Other founding fathers showed their wariness of the church, as well. James Madison, an ardent defender of the separation of church and state, wrote to William Bradford on April 1, 1774, “Religious bondage shackles and debilitates the mind and unfits it for every noble enterprise.” Benjamin Franklin was a Deist, confiding his beliefs in a personal letter to Ezra Stiles on March 9, 1790. After stating his belief that contemporary Christianity was a result of “corrupting changes” and expressing his doubt of Jesus’ divinity, he asks that Stiles not reveal his religious beliefs to anyone in obvious fear of a public backlash.

The most notable non-Christian among the founding fathers is Thomas Paine, who was the author of “Common Sense.” In his publication, “Age of Reason,” he stated, “All national institutions of churches, whether Jewish, Christian, or Turkish, appear to me no other than human inventions set up to terrify and enslave mankind, and monopolize power and profit.”

While many of the founding fathers professed Christian beliefs, the aforementioned examples make it clear several of the major authors, while still religious, had views deviating from the teachings of the Christian church. Jefferson’s “wall of separation between church and state” was largely a result of his and others’ fear that the Christian church would gain too much power and become entwined with government, as was true in England at the time. Indeed, Madison, Jefferson and others saw just that happening even as they wrote the Establishment clause, and worked tirelessly in those first years, using both their voices and actual legislation, to ensure the church and state did in fact remain separate (see the Statute of Virginia for Religious Freedom, which Jefferson authored).

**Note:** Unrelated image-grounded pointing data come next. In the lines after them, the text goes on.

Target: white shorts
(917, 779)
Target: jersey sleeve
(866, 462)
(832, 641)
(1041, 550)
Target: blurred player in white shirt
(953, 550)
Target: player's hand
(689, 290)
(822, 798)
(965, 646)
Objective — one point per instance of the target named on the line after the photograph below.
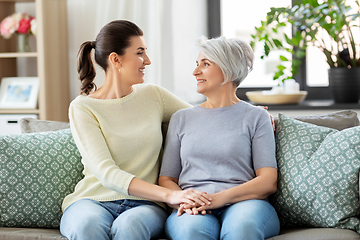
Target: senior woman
(224, 147)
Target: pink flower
(24, 26)
(8, 26)
(17, 22)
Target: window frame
(214, 30)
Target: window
(239, 20)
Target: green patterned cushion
(37, 170)
(318, 175)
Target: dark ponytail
(86, 68)
(113, 37)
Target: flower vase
(24, 43)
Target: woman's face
(134, 60)
(208, 75)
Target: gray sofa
(36, 128)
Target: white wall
(170, 28)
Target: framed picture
(19, 92)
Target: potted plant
(330, 25)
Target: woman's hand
(191, 210)
(271, 117)
(217, 201)
(190, 196)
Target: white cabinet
(51, 58)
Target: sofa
(41, 165)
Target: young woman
(117, 129)
(224, 147)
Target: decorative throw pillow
(318, 175)
(37, 170)
(338, 120)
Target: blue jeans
(88, 219)
(247, 220)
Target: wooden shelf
(18, 54)
(19, 111)
(14, 1)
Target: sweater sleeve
(171, 163)
(94, 150)
(170, 103)
(263, 142)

The actual Constitution itself offers little support for the “Christian nation” theory. In fact, none of the words “Jesus,” “God” or “Bible” even appear. The “Laws of Nature and of Nature’s God” and the “Creator” that appear in the Declaration of Independence refer not to the Christian God, but to a more general God in the Deist sense (keep in mind that Madison, Jefferson, Franklin, and Paine all believed in God, but not in the Christian God). In fact, even though there are many statements made by founding fathers stressing the Christian religion, no references to Christianity can be found in the Constitution.

The disparity between the words the founding fathers publicly spoke and the words they wrote in the Constitution sends a very powerful message. The authors showed great restraint and wisdom to leave Christianity out of the Constitution. After all, if a Christianity-based government was what the authors intended, it would have been a simple matter to include their intentions in the Constitution. Rather, the founding fathers specifically designed the Constitution to protect Christianity and all other religions by detaching them from governmental support and control.

We may now answer our initial question. Were the founding fathers Christians? Yes, many of them, but not all. Can we then say they intended to endorse a Christianity-based government? The evidence, from the intentionally secular nature of the Constitution to the words and actions of the founding fathers and their explicit design separating church and state, clearly indicates no. Instead, they wisely chose to leave religion not in the hands of the government, but in the hands of the people.